Abstract

The North Atlantic Ocean underwent an abrupt temperature increase of 9 °C at high latitudes within a couple of decades during the transition from Heinrich event 1 (H1) to the Bølling warm event, but the mechanism responsible for this warming remains uncertain. Here we address this issue, presenting high-resolution last deglaciation planktic and benthic foraminiferal records of temperature and oxygen isotopic composition of seawater (δ18Osw) for the subtropical South Atlantic. We identify a warming of ~6.5 °C and an increase in δ18Osw of 1.2‰ at the permanent thermocline during the transition, and a simultaneous warming of ~3.5 °C with no significant change in δ18Osw at intermediate depths.

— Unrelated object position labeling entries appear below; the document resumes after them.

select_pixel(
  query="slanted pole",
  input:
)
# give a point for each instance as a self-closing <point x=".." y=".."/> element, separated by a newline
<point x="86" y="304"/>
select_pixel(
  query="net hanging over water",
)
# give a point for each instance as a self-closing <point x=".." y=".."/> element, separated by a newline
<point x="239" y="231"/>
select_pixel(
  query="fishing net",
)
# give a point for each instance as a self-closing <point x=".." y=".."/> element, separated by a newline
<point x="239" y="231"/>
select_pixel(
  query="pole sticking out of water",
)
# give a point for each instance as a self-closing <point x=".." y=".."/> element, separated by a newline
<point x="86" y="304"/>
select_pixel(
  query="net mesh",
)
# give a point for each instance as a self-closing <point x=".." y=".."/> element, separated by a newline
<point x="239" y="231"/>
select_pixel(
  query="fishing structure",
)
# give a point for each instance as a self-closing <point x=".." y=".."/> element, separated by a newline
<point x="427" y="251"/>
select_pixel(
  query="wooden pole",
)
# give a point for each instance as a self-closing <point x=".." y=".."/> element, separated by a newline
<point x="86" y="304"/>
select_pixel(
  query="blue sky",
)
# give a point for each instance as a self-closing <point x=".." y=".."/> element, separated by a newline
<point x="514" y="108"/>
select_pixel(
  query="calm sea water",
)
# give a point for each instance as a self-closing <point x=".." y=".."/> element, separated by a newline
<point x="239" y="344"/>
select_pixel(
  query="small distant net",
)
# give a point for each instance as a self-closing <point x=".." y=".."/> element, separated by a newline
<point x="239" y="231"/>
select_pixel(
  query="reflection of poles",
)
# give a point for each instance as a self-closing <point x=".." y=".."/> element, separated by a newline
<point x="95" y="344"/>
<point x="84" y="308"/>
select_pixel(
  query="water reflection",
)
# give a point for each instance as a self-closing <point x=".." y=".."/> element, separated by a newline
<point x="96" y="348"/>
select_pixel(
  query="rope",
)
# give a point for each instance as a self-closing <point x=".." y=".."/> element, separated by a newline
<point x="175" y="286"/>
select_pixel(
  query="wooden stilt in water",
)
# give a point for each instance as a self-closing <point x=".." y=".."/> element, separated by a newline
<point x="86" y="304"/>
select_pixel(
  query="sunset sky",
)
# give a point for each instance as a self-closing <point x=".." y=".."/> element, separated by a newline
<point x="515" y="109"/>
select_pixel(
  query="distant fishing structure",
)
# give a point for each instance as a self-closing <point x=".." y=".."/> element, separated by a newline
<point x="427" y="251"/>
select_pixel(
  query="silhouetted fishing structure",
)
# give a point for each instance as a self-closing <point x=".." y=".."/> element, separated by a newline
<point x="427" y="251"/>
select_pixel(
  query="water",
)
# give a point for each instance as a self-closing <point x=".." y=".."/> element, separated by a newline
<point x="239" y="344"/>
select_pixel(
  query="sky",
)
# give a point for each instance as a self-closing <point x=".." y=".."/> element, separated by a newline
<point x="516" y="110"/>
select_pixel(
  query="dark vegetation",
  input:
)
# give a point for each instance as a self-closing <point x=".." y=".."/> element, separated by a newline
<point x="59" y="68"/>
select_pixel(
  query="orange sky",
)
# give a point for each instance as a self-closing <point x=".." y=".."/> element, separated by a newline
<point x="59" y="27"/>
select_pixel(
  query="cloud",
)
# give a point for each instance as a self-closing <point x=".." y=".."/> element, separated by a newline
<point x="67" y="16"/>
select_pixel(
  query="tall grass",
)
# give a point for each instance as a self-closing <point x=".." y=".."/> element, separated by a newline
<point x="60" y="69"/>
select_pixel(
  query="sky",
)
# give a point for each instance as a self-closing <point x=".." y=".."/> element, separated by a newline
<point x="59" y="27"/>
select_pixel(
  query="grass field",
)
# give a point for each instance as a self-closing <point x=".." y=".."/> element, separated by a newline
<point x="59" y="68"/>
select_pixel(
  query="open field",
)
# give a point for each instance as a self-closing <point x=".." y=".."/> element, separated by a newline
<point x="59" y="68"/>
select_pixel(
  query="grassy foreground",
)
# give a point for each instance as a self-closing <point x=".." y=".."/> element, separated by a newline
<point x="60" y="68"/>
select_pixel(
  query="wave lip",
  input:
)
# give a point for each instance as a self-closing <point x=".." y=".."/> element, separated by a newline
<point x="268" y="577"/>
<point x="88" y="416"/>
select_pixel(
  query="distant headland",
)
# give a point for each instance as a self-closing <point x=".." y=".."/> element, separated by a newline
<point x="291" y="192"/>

Most of the warming can be explained by tilting the South Atlantic east-west isopycnals from a flattened toward a steepened position associated with a collapsed (H1) and strong (Bølling) Atlantic meridional overturning circulation (AMOC). However, this zonal seesaw explains an increase of just 0.3‰ in permanent thermocline δ18Osw. Considering that δ18Osw at the South Atlantic permanent thermocline is strongly influenced by the inflow of salty Indian Ocean upper waters, we suggest that a strengthening in the Agulhas leakage took place at the transition from H1 to the Bølling, and was responsible for the change in δ18Osw recorded in our site. Our records high-light the important role played by Indian-Atlantic interocean exchange as the trigger for the resumption of the AMOC and the Bølling warm event.